Francez, Rodeh and Sintzoff suggest that it may be easier to devise a distributed algorithm in two steps: (1) design an algorithm that maintains the desired safety properties and eventually guarantees a terminating global state; (2) superimpose a termination detection algorithm on the basic algorithm.
In the system model, processes are either active or idle. Only active processes can send messages, and an idle process becomes active if it receives a message. Active processes may become idle at any time. Messages sent between processes are received in order. Computation is therefore terminated when every process is idle and can never become active again as there are no more messages in transit.
A marker visits all processes (we’ll consider different network topologies shortly). The marker paints a process white when it leaves the process, and a process turns black if it becomes active. If a marker arrives back at a white process, it knows that the process has not become active since its last visit. Since the marker travels along the same communication links as regular process messages, and messages are received in order, the marker can ‘flush out’ messages in transit.
…for the special case of a network in which processes are arranged in the form of a ring (i.e. every process has a unique predecessor from which it can receive messages and a unique successor to which it can send messages), the marker can assert that the computation has terminated if it finds after one round of visits that every process has remained continuously idle since the last visit of the marker to that process.
Next we can consider a strongly connected network:
In every strongly connected network there exists a cycle c, not necessarily a simple cycle, which includes every edge of the network at least once. Let c denote the length of c. The marker will carry an integer m with it with the meaning that all processes seen during the last m edge traversals have been continuously idle, i.e. each of them was white when the marker arrived at the process. The entire algorithm is defined by the following rules:
- Rule 0: Initially every process is black, and the marker departs from an arbitrary process x along some outgoing edge according to Rule 1…

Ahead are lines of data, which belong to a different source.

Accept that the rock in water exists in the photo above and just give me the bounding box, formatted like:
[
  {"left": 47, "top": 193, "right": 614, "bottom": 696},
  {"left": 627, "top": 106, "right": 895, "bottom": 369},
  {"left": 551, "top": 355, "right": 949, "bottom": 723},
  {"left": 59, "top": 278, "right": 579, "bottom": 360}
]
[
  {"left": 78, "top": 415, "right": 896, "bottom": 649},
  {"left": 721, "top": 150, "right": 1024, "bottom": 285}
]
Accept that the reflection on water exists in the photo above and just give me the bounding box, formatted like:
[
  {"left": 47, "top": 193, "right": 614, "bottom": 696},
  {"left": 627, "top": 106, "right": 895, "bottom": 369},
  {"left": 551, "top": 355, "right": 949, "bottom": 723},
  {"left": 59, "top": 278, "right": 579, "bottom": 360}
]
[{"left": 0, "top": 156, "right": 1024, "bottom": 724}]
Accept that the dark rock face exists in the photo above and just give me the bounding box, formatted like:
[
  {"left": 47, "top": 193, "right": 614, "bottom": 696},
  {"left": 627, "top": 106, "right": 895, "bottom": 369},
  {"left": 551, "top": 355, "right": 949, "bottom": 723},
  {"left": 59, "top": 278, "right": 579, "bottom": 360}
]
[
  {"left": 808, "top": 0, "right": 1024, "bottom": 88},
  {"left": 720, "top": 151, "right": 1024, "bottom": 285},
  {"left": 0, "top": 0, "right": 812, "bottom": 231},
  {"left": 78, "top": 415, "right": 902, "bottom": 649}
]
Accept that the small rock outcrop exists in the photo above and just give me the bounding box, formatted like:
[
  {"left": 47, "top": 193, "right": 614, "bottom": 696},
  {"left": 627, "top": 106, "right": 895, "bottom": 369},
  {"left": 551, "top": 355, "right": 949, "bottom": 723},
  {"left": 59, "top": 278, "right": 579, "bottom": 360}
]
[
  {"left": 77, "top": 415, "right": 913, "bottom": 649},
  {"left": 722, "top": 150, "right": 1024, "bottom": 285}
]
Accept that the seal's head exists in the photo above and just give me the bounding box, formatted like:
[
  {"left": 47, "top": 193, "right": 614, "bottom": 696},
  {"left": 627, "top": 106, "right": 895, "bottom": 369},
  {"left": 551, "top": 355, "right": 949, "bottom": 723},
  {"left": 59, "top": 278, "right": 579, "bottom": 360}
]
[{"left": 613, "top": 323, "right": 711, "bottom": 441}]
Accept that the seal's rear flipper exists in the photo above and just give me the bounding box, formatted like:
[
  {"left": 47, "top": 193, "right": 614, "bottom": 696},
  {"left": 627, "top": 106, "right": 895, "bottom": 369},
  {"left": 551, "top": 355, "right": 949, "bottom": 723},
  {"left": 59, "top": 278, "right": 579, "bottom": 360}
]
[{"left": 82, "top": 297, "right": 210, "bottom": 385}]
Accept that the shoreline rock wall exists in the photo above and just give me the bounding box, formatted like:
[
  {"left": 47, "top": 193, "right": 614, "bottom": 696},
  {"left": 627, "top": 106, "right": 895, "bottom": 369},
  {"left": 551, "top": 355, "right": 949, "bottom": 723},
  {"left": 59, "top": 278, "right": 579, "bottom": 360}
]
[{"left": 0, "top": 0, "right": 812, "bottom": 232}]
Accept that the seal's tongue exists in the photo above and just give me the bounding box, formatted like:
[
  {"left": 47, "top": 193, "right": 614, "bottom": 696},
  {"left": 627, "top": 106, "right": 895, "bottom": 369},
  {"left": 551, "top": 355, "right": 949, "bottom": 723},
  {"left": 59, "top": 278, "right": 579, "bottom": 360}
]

- Rule 1: A marker departs from process x along the next edge (x,y) of the cycle c, only when x is idle. On departure, m is set to 0 if x is black, and to m+1 if x is white. x is then painted white. If m == c then termination is reported.
- Rule 2: When a message arrives at process x, x paints itself black.
For a graph that is not strongly connected, the algorithm can still be used by applying it successively to each of the maximal strongly connected components of the graph in predecessor order.
Both of these cases require global knowledge of the process graph in order to construct the cycle c. Misra also gives a distributed version of the algorithm in which no global information is available to any process. The marker must traverse all edges of the network, and any standard search strategy may be used (e.g. depth first search).
A new depth first search (we call it a round) is started when a black process is seen. The root of a round is the (black) process where the depth first search started. The marker carries with it the number of its current round; each process retains the last round number of the marker, when the marker visits the process.
- On arriving at a black process: start a new round (increment the round number), paint the process white, and depart along some edge when the process is idle.
- On arriving at a white process, and the marker has a different (higher) round number than the process: designate the sender of the maker as the father, update the round number and propagate the marker according to rules below.
- On arriving at a white process, and the marker has the same round number as the process: if the marker came from a process other than a son, then return the marker to the last sender, otherwise propagate the marker according to the rules below.
To propagate a marker from a white process:
- If there is an edge that the marker has not been sent upon or received from in the current round, then send the marker along that edge.
- If there is no such edge and there is a father, send the marker to the father
- If there is no father (we are at the root), report termination!